More Key findings: German Utilities • German utilities used to require external disconnect switches but do not any longer. Since there are so many PV systems on their grid, it would be a burden to the utility to utilize and manage them all. • German utilities want PV to stay on the grid during disturbances to provide grid support, rather than trip-off and exacerbate the situation. • Large ground mount systems are a relatively small and decreasing part of the overall German solar market. • Studies at the Solar Estate of the grid impacts of 400+ kW of PV indicate that only voltage levels are affected within power quality but it is within certified tolerances. • In order to have a PV system installed, integrators require that roofs are less than 5 years old. • Most PV installations on municipal land in Germany are owned by multiple investors (combination of individuals and companies) rather than by the municipality. The feed-in tariff payments are split amongst the investors. • Theft of panels has become a problem in Europe. All new large ground mounted systems require the installation of cameras, security systems, and local on-call security personnel options by the insuring agents.
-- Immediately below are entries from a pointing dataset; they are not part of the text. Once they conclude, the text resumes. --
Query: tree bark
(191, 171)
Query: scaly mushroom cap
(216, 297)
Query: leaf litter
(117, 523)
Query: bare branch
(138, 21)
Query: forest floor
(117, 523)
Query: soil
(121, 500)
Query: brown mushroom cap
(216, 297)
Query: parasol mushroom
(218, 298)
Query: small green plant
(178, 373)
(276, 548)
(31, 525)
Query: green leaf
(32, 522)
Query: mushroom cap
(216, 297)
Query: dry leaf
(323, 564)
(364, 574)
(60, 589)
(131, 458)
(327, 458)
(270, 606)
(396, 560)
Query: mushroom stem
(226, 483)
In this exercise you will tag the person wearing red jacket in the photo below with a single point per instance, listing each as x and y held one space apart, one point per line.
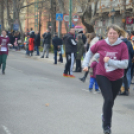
4 42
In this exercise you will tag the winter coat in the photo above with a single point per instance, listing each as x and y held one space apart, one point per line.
92 42
56 42
130 50
69 46
37 39
80 49
31 44
47 38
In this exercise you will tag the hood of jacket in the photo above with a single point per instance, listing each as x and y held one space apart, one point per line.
94 41
118 41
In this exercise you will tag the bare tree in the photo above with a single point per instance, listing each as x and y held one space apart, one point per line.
2 13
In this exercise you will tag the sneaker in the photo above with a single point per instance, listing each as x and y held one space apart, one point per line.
107 130
97 92
71 76
42 57
126 93
82 79
3 72
90 89
65 75
102 118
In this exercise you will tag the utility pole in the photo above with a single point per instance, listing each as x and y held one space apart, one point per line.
36 14
70 14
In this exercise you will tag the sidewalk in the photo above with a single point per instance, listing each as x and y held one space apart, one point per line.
50 59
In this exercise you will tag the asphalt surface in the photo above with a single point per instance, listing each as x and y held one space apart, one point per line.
36 99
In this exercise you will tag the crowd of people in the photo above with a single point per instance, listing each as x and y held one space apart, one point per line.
108 61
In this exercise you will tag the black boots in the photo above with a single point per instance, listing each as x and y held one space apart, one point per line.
84 78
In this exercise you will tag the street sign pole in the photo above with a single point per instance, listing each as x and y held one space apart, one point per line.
70 14
59 28
59 18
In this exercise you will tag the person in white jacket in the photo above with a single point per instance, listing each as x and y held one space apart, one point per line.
91 39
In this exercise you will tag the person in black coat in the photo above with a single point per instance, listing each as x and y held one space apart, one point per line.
37 42
46 43
127 72
57 42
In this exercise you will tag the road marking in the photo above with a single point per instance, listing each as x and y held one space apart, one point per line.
85 90
6 130
14 68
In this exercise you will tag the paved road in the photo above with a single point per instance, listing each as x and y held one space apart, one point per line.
36 99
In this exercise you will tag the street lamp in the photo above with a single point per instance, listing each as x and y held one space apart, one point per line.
111 14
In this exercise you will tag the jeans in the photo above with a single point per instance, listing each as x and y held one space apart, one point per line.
129 77
60 58
91 83
3 59
69 63
55 56
109 90
46 49
37 49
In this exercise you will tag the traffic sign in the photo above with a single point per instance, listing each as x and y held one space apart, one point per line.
66 17
59 16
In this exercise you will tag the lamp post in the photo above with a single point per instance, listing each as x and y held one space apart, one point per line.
70 14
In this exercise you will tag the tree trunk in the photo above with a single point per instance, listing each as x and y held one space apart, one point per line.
123 14
9 19
40 14
53 16
2 14
89 27
62 10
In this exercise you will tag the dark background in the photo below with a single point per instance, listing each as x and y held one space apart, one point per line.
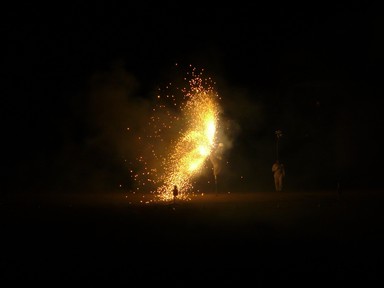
74 74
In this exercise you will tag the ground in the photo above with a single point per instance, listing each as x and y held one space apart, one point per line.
313 238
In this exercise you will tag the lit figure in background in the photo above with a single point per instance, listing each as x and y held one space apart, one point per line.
278 175
175 193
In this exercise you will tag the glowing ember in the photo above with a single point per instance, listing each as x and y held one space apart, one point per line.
182 138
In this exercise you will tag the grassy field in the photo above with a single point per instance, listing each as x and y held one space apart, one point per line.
260 239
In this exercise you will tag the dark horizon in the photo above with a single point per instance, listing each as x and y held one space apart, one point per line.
312 71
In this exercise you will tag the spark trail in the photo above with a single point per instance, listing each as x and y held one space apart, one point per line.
183 138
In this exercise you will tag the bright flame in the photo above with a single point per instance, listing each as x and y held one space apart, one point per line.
193 138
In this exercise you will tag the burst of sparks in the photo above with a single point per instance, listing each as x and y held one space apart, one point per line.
184 136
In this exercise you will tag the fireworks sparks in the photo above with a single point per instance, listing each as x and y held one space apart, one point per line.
181 139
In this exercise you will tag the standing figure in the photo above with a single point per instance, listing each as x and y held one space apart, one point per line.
278 175
175 193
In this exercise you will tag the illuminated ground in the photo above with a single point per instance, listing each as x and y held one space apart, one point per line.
257 238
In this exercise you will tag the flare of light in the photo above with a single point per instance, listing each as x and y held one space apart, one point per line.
188 129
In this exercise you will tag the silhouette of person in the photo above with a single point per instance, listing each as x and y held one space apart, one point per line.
278 175
175 193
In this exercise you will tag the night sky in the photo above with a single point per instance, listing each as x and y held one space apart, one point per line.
76 75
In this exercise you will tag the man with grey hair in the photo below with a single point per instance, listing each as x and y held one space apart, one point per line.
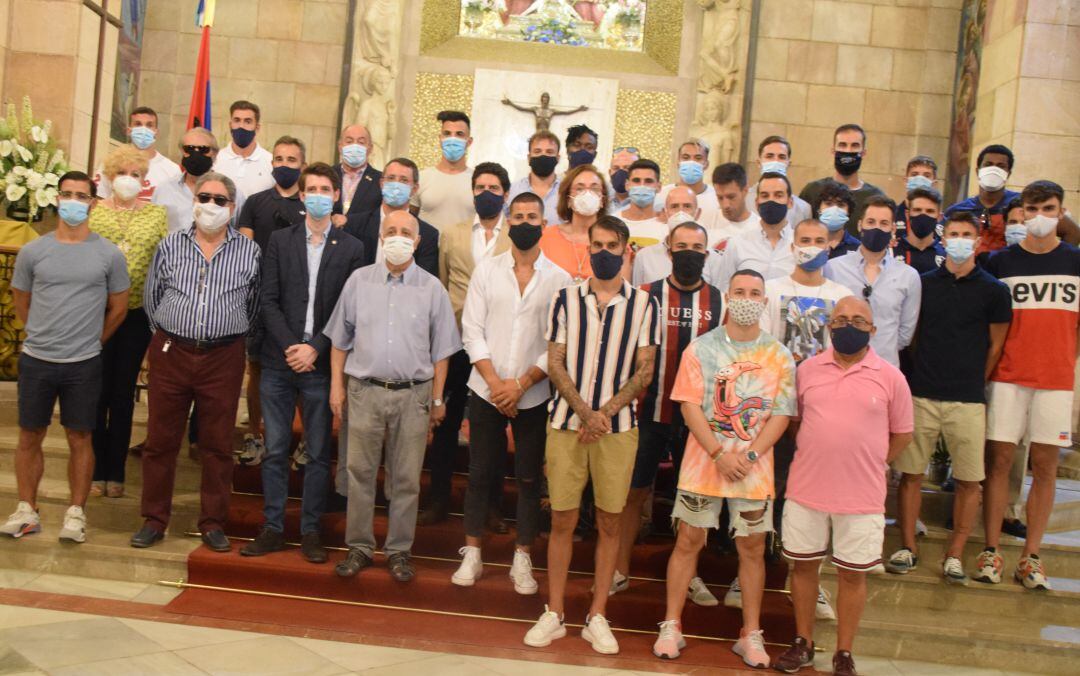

Conclusions • In Germany, systems under a specified installed capacity are exempted from in-depth reviews and studies, though there are some exceptions. • In Germany, utilities take an average of 4 weeks to respond to interconnection requests (by providing connection-point proposals) for residential PV systems 5 kWp or smaller. • In Germany, utilities are required to connect any system to the grid and pay for any required studies. Additionally, in Germany, no interconnection agreement is legally required (for any size system), further reducing the obstacles to establishing interconnection. • In Germany, interconnection of renewable energy projects is guaranteed by law, making the interconnection paperwork more of a request than an application. Further, in Germany, utilities cannot legally require PV project owners to enter into interconnection agreements or contracts.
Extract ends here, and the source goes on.